Who Should Still Be Cautious
For most people, the trace alcohol in non-alcoholic beer is physiologically insignificant. Your body metabolizes small amounts of ethanol constantly, including the ethanol produced by gut bacteria and consumed through everyday foods. You won’t get intoxicated from non-alcoholic beer, and it won’t show up on a standard breathalyzer test.
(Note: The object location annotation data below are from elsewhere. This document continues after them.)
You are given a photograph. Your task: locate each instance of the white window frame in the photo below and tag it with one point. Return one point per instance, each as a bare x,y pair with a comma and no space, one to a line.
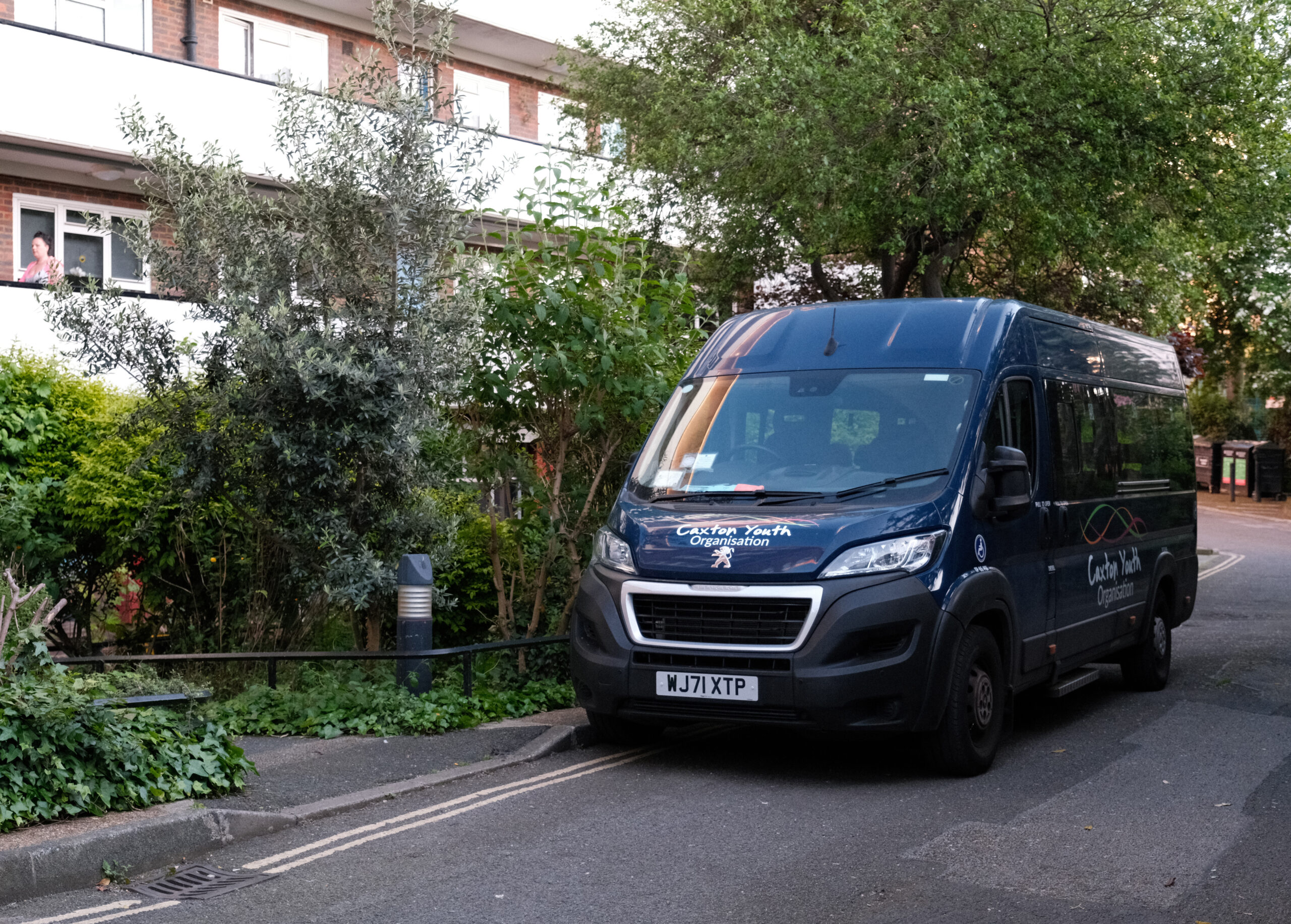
549,111
61,207
473,119
324,79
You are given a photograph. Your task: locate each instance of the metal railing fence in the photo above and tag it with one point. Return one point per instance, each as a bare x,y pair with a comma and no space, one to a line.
466,652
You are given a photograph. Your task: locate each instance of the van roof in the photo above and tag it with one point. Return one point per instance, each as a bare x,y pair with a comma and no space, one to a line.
957,333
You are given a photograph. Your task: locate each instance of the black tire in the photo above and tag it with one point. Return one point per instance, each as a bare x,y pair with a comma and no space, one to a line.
970,733
1147,665
611,728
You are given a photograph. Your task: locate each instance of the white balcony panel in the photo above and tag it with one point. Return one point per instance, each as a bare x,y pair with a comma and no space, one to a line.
22,323
206,106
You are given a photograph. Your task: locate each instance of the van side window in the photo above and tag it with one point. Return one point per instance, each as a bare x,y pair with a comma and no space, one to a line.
1085,439
1152,435
1013,421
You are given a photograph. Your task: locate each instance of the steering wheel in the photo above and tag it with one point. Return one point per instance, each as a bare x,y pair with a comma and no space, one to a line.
758,446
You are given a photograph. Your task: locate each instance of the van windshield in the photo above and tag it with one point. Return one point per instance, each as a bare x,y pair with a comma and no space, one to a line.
810,433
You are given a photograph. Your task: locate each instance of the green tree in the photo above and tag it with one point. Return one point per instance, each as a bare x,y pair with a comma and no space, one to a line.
339,315
582,340
1064,153
51,419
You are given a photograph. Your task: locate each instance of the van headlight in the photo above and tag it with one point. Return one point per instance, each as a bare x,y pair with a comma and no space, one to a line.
611,551
907,554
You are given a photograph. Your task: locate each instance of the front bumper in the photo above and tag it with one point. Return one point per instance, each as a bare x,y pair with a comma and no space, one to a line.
865,664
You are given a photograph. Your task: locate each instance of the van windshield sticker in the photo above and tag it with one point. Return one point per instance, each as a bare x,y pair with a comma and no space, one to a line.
755,535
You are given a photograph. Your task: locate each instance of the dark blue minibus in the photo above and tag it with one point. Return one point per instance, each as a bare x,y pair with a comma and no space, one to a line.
893,516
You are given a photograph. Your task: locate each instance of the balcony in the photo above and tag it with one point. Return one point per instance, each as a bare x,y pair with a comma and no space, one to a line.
68,128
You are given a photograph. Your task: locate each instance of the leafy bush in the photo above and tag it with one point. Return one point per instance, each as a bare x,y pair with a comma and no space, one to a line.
63,757
331,704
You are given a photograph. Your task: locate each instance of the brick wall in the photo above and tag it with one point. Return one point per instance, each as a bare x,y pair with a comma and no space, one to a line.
36,188
523,96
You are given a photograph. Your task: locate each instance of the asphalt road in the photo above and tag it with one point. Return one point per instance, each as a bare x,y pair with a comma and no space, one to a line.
1105,805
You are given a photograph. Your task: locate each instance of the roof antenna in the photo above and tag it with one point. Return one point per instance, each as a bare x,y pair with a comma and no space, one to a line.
833,345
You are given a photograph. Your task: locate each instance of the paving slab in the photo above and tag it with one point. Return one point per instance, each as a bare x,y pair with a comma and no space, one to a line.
300,780
294,772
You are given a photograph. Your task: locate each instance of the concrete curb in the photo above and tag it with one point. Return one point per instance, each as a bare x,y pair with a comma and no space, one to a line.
162,835
556,738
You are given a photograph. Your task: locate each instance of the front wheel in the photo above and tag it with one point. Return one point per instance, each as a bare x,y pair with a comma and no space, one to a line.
616,731
1147,665
974,724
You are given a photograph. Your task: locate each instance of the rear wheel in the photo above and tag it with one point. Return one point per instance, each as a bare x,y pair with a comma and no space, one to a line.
972,727
1147,665
617,731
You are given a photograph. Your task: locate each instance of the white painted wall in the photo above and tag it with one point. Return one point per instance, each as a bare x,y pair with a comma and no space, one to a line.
22,323
204,106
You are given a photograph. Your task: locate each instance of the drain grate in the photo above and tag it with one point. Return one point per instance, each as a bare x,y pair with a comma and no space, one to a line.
195,882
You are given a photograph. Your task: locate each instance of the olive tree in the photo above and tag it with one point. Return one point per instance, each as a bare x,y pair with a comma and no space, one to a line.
584,336
337,314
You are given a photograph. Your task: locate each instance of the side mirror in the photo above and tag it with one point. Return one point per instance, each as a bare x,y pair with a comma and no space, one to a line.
1011,479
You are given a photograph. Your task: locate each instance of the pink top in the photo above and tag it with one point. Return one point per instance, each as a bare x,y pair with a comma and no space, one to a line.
36,275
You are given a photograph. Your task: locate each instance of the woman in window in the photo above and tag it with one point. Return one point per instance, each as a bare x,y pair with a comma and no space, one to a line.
44,267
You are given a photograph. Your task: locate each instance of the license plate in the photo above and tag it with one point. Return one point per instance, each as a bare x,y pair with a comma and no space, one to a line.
707,685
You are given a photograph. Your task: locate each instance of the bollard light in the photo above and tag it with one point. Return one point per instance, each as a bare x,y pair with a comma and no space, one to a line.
414,620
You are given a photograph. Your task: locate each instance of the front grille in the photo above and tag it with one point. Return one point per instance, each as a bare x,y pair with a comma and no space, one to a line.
722,662
721,621
712,712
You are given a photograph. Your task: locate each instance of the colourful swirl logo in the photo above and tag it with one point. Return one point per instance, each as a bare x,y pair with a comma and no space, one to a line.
1131,525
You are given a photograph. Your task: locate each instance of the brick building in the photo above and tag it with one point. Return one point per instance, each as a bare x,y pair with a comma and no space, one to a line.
208,66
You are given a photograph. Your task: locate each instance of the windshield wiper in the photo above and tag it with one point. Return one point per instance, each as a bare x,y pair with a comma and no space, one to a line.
704,495
889,482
The picture is different for people in recovery from alcohol dependence. The concern isn’t the trace alcohol content itself but the sensory experience: the taste, the ritual of opening a bottle, and the association with drinking. For some people, this can trigger cravings. Others in recovery find non-alcoholic beer helpful as a social substitute. The decision is highly individual. If you’re managing a medical condition that requires total alcohol avoidance, such as certain liver diseases or medication interactions, look specifically for products labeled 0.0% ABV rather than relying on the broader “non-alcoholic” category.